The average number accommodated per month, during the first year of operation was 1,380. The average per day was 46. The largest number kept for a single night was 287. No limit was placed to the period for which soldiers were permitted to remain. Some were received through dangerous illnesses and tedious convalescence.

Until the month of August 1863, the Association received all the wounded soldiers it could accommodate. No distinction was made by Government between the Association and the various depots for sick and wounded men established in New York and its vicinity. In August, however, an order was made, forbidding all sick and disabled soldiers, not furloughed or discharged, from receiving other than Government care, and we were able to aid thereafter only such as had been actually discharged from service, or furloughed, or were on their way to rejoin their regiments.

==Architecture and fittings==
The Association occupied the second, third, fourth and fifth stories of the building, which was 25 × 175 ft in dimensions. It was thoroughly ventilated and lighted. The ground floor and basement were occupied by the Superintendent for his private business; the entire building being rented for per annum, of which the Superintendent paid . The first story was used as a reception and baggage room, and for the office of the Association. The reception room was used at night for a sleeping room, and in the office were the closets and store rooms for clothing and supplies of that description. The second story contained the "sick ward." The first half was devoted to convalescents, and the rear half exclusively to cases of serious illness and to surgical cases. The apartment of the Resident Physician and Surgeon, and the medical storeroom were on this floor. The third story was a grand Dormitory. It contains 86 beds. The upper story contained the dining hall, the kitchen, pantries, laundry and wash room. Each floor was furnished with supplies of water, in bathrooms, water closets and wash stands. The laundry was fitted with the necessary conveniences for washing bed linen and soldiers' garments.

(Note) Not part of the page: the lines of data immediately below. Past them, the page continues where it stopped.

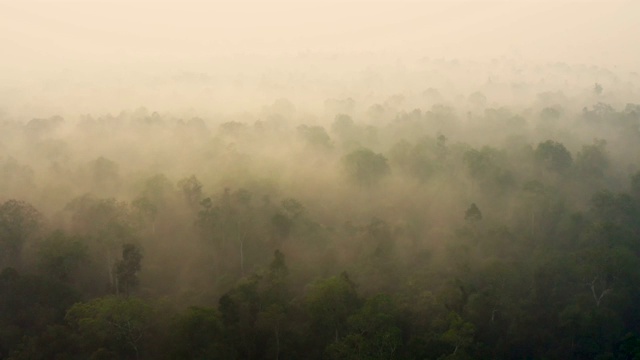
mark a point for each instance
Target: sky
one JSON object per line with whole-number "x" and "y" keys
{"x": 85, "y": 33}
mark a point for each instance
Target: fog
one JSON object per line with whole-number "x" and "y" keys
{"x": 335, "y": 180}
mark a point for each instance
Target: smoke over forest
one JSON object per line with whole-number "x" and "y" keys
{"x": 367, "y": 180}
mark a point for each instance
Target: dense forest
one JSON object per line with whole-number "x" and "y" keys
{"x": 421, "y": 226}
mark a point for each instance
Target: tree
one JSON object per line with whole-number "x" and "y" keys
{"x": 593, "y": 160}
{"x": 59, "y": 255}
{"x": 127, "y": 269}
{"x": 19, "y": 221}
{"x": 113, "y": 326}
{"x": 198, "y": 333}
{"x": 192, "y": 190}
{"x": 553, "y": 156}
{"x": 330, "y": 303}
{"x": 364, "y": 167}
{"x": 374, "y": 332}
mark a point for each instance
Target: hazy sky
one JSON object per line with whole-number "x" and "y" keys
{"x": 74, "y": 33}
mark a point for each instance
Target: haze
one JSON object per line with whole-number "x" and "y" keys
{"x": 319, "y": 180}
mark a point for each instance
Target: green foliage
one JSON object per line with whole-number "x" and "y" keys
{"x": 127, "y": 269}
{"x": 19, "y": 221}
{"x": 111, "y": 325}
{"x": 330, "y": 303}
{"x": 553, "y": 156}
{"x": 364, "y": 167}
{"x": 60, "y": 256}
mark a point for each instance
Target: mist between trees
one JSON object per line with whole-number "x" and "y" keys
{"x": 416, "y": 226}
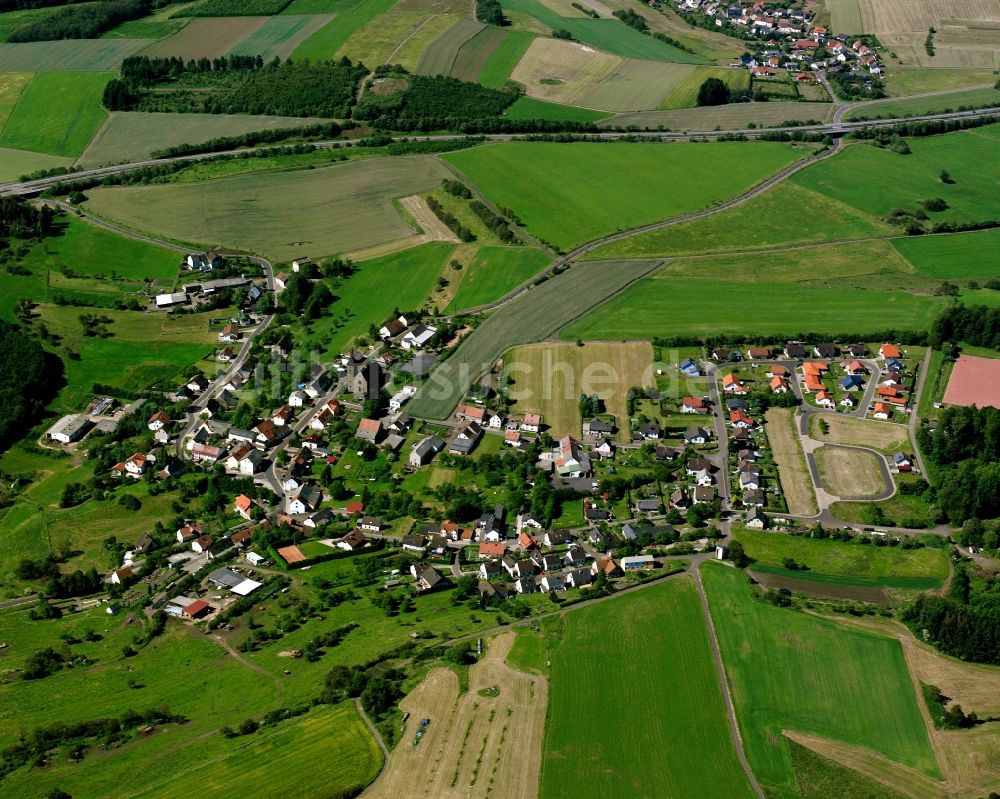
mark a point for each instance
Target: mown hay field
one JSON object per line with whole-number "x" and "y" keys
{"x": 549, "y": 378}
{"x": 68, "y": 55}
{"x": 789, "y": 671}
{"x": 279, "y": 36}
{"x": 336, "y": 209}
{"x": 796, "y": 484}
{"x": 58, "y": 113}
{"x": 653, "y": 637}
{"x": 613, "y": 186}
{"x": 206, "y": 38}
{"x": 133, "y": 135}
{"x": 533, "y": 316}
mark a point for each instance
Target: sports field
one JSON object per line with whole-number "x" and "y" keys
{"x": 974, "y": 381}
{"x": 540, "y": 180}
{"x": 133, "y": 135}
{"x": 549, "y": 379}
{"x": 339, "y": 208}
{"x": 531, "y": 317}
{"x": 67, "y": 55}
{"x": 279, "y": 36}
{"x": 702, "y": 306}
{"x": 796, "y": 484}
{"x": 662, "y": 683}
{"x": 206, "y": 37}
{"x": 926, "y": 567}
{"x": 493, "y": 272}
{"x": 789, "y": 671}
{"x": 57, "y": 113}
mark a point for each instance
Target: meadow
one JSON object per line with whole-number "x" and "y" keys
{"x": 58, "y": 113}
{"x": 493, "y": 272}
{"x": 337, "y": 209}
{"x": 549, "y": 379}
{"x": 925, "y": 568}
{"x": 279, "y": 36}
{"x": 706, "y": 307}
{"x": 953, "y": 257}
{"x": 663, "y": 684}
{"x": 904, "y": 181}
{"x": 757, "y": 224}
{"x": 540, "y": 180}
{"x": 789, "y": 671}
{"x": 133, "y": 135}
{"x": 531, "y": 317}
{"x": 68, "y": 55}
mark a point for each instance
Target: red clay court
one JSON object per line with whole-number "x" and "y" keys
{"x": 974, "y": 381}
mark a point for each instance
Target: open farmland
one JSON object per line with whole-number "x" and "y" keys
{"x": 539, "y": 180}
{"x": 653, "y": 637}
{"x": 476, "y": 745}
{"x": 67, "y": 55}
{"x": 338, "y": 208}
{"x": 133, "y": 135}
{"x": 756, "y": 224}
{"x": 279, "y": 36}
{"x": 57, "y": 114}
{"x": 440, "y": 55}
{"x": 549, "y": 379}
{"x": 533, "y": 316}
{"x": 883, "y": 436}
{"x": 916, "y": 568}
{"x": 206, "y": 37}
{"x": 493, "y": 272}
{"x": 903, "y": 181}
{"x": 796, "y": 484}
{"x": 704, "y": 306}
{"x": 789, "y": 671}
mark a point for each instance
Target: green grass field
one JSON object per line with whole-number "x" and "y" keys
{"x": 607, "y": 34}
{"x": 926, "y": 568}
{"x": 531, "y": 317}
{"x": 541, "y": 181}
{"x": 953, "y": 257}
{"x": 903, "y": 181}
{"x": 68, "y": 55}
{"x": 757, "y": 224}
{"x": 493, "y": 272}
{"x": 340, "y": 208}
{"x": 58, "y": 113}
{"x": 280, "y": 35}
{"x": 663, "y": 684}
{"x": 133, "y": 135}
{"x": 496, "y": 71}
{"x": 703, "y": 306}
{"x": 531, "y": 108}
{"x": 797, "y": 672}
{"x": 351, "y": 16}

At the opening of these rooms, private sources provided many articles essential to the fitting of them. The United States, through the agency of Dr. R. I. Satterlee, Medical Purveyor, provided a large quantity of hospital bedding, beds, cups, and litters. The United States Sanitary Commission also provided supplies.

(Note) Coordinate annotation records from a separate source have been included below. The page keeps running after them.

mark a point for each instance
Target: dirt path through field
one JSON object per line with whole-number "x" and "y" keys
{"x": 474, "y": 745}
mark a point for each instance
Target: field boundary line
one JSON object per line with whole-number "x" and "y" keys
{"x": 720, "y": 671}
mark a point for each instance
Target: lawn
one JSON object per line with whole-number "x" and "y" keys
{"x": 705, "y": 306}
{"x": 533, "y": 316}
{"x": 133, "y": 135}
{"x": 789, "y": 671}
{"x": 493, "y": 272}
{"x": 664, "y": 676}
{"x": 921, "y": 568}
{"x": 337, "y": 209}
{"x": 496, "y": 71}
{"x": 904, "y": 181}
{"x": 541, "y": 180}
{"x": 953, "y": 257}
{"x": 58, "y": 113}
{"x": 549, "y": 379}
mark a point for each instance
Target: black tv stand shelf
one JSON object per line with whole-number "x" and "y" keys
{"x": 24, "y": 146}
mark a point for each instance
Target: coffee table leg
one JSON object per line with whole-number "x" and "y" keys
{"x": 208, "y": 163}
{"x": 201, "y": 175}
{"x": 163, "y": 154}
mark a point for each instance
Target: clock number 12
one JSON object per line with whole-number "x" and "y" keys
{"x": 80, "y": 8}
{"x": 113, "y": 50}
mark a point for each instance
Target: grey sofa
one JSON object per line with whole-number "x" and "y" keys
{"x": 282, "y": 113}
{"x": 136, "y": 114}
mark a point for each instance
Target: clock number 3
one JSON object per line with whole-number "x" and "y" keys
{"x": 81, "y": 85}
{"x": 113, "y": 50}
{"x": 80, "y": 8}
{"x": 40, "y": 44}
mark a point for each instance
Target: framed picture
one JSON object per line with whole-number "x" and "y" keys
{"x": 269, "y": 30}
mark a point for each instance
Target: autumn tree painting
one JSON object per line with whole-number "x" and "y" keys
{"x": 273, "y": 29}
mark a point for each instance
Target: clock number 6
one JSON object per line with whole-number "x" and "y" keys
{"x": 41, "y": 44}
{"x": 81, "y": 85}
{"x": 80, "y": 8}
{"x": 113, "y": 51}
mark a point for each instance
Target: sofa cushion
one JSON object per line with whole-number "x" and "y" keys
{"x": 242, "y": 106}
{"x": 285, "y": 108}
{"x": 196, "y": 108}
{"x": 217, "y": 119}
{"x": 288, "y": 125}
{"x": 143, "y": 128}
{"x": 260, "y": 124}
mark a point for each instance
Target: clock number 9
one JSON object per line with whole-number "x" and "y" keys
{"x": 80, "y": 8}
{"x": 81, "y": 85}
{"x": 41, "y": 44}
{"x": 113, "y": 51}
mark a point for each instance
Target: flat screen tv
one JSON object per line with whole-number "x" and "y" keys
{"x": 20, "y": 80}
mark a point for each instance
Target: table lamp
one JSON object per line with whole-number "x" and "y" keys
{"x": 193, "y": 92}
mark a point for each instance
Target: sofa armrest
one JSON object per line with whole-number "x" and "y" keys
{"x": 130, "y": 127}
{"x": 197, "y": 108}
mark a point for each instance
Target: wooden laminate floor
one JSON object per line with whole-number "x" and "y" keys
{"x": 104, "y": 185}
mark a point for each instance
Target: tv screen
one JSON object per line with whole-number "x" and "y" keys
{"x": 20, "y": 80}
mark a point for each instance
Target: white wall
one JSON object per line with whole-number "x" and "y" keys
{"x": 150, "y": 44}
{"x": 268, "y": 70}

From benevolent and soldiers' relief societies, and from town and church organizations and individuals in the Eastern States and in New York, a host of articles were received-among them second-hand clothing, shirts, stockings, drawers, undershirts, brandies, wines, fruits, pickles, jellies, lint, bandages, crutches, and slippers.

==Administration==
The Association was indebted to Colonel John H. Almy, Military Agent of the States of Connecticut and Rhode Island, for his time and business attainments. He and the Corresponding Secretary of the Association, Major William H. L. Barnes, assisted in the preparation of documents and reports relating to the Association. The administration of the Association was led by Dr. Everett Herrick, Resident Physician and Surgeon. The business department of the Association included the services of Major George Browne and the Messrs. Downing. Elizabeth Augusta Russell, Matron, had under her immediate charge all the "housekeeping" affairs.

A Women's Auxiliary Committee was formed soon after the establishment of the Association, consisting of 30 women who took their turn of service as nurses for the sick and wounded through the year, and provided for them additional luxuries and delicacies to those furnished by the Association and the Government rations. These women were the wives and daughters of merchants, clergymen, physicians, and lawyers of the city. The women, in addition to their services as nurses, took part in a choir for the Sabbath services, in which all the exercises were by volunteers.

The care of the sick and wounded men during the night, devolved the Night Watchers' Association, a voluntary committee of young men, who during a period of three years, supplied the needful watch over the invalid soldiers.